6) Arrivati a questo punto, la Russia non ha più un interesse primario a pervenire ad una pace rapida. Sul piano economico sta sì pagando un costo, ma sul piano strategico sta diventando il punto di riferimento mondiale per una “rivincita” di quella maggioritaria parte del mondo che si sente da decenni bullizzata dallo strapotere americano. Questa vittoria strategica consente alla Russia di coltivare una sostanziale alleanza con la Cina, un’alleanza assolutamente invincibile e inscalfibile da qualunque punto di vista: territoriale, demografico, economico e militare.
7) L’Europa, invece, si è scavata la fossa. Se i governi europei non riescono in qualche modo (e a questo punto comunque con gravi costi) a riallacciare i rapporti con la rimanente parte dell’Eurasia, il suo destino è segnato.
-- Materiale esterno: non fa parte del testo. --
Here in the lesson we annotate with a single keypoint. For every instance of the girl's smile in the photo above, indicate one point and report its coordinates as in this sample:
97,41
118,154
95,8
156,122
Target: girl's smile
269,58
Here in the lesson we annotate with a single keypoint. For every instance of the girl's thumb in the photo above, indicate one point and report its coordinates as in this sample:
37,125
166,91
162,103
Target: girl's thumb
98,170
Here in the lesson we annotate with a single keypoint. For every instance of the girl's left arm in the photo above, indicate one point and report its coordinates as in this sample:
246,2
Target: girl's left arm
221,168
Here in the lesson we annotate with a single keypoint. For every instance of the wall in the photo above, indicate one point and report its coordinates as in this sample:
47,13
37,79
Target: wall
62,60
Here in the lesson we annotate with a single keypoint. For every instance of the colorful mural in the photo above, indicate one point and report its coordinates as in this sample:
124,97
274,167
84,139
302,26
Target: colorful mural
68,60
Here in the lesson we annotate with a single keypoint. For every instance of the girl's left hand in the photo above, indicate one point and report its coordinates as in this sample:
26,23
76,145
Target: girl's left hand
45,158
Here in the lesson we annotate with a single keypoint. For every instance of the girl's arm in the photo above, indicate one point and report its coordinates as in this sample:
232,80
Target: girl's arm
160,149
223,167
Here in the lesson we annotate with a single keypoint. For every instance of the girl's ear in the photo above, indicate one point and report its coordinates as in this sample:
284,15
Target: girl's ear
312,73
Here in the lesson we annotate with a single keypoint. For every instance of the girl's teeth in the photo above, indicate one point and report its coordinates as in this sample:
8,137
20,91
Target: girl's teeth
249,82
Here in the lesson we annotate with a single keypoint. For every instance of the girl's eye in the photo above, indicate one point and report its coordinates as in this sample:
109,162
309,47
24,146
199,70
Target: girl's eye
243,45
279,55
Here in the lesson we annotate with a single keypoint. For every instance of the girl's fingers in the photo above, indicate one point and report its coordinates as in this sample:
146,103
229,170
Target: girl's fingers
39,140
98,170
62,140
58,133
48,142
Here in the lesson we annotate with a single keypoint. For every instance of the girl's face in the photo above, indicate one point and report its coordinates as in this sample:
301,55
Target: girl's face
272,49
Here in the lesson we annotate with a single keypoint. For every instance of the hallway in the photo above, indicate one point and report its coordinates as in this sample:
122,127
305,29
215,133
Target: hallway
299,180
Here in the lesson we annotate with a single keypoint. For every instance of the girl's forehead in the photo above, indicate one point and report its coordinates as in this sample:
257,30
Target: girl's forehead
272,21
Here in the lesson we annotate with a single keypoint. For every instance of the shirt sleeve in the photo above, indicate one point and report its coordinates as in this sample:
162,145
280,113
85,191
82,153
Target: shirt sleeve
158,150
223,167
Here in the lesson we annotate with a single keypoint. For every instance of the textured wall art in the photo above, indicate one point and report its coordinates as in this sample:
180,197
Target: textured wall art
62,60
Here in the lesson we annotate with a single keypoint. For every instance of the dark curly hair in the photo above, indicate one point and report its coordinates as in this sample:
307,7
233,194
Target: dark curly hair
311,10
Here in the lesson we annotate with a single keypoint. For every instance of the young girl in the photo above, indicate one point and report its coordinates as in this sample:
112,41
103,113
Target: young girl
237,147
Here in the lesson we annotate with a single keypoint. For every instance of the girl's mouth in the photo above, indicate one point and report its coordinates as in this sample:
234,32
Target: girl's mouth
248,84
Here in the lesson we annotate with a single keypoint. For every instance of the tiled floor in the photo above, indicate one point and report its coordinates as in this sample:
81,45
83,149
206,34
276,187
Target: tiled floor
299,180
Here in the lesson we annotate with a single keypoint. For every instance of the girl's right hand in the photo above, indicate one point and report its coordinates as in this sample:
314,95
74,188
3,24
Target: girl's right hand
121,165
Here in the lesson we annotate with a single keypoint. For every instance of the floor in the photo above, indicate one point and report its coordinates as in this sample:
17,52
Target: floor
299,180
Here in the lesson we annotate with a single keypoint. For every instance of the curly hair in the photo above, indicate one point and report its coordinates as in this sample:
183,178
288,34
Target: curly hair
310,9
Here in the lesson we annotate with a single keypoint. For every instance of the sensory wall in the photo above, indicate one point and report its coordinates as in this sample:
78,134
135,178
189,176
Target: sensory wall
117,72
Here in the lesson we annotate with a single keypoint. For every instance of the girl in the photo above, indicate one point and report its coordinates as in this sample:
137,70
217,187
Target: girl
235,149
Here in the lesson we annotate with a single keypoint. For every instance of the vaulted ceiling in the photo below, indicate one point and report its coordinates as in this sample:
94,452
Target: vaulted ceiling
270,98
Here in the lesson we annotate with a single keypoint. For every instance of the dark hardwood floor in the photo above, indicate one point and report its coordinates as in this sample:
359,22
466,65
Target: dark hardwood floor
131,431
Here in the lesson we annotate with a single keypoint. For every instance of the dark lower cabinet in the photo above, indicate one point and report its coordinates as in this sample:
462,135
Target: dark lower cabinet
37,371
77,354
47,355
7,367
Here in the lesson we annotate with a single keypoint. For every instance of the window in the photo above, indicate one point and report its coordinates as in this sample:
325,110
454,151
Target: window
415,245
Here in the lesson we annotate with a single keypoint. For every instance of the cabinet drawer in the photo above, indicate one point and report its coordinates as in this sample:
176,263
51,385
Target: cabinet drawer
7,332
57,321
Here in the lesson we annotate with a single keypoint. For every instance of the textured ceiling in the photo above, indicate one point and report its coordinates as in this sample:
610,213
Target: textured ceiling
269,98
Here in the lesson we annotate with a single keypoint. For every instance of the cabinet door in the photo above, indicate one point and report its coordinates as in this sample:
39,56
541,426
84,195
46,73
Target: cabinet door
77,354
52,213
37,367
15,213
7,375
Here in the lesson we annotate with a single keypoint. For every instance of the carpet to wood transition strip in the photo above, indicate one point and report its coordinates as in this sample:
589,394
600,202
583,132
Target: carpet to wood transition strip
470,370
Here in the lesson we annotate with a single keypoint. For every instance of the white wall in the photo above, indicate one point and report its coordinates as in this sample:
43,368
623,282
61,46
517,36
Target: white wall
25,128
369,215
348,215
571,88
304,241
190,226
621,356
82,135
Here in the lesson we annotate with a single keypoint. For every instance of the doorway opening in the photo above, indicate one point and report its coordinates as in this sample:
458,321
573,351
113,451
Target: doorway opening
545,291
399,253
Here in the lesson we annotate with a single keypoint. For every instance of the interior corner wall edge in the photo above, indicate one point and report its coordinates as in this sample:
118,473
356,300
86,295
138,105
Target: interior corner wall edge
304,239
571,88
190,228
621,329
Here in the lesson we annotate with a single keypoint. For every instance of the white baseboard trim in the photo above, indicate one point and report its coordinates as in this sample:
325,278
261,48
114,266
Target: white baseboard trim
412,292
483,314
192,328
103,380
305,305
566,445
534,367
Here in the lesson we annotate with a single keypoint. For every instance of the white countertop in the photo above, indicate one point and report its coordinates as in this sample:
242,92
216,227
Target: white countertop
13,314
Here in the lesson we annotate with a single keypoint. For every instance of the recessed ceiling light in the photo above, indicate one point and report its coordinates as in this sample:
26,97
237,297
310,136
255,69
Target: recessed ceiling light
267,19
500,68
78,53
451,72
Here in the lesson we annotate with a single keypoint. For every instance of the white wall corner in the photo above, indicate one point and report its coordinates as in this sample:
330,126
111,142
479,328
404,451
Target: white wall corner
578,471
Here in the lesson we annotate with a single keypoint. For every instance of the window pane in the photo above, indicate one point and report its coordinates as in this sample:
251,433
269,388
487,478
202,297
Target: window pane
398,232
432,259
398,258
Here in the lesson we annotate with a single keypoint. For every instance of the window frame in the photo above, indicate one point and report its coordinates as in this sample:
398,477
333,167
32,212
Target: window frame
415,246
I due secoli di ascesa sul piano mondiale avviati all’inizio del XIX secolo si avviano ad un’ingloriosa conclusione. Già a partire dall’autunno cominceremo ad avere la prime avvisaglie di quella che si prospetta come una nuova durevole contrazione economica, una contrazione che, coinvolgendo en bloc i paesi europei, avrà caratteristiche finora inaudite, molto più pesanti della crisi del 2008, perché qui non ci saranno “garanzie di affidabilità finanziaria” che tengano.
Guardando in faccia oggi i Draghi, i Macron, gli Scholz, e i loro puntelli parlamentari (in Italia quasi l’intero arco parlamentare), l’unica domanda che rimane è: qualcuno pagherà?
Chi pagherà per l’operazione più autodistruttiva sul continente europeo dalla seconda guerra mondiale? Pagheranno i giornalisti a gettone che hanno fomentato la narrativa propagandistica funzionale ad alimentare la guerra? Pagheranno i politici che hanno sostenuto attivamente la guerra o che si sono genuflessi ai diktat del presidente del Consiglio?
Oppure di fronte ai nuovi disoccupati e ai nuovi working poors riusciranno ancora una volta nel gioco di prestigio di spiegare che non c’era alternativa?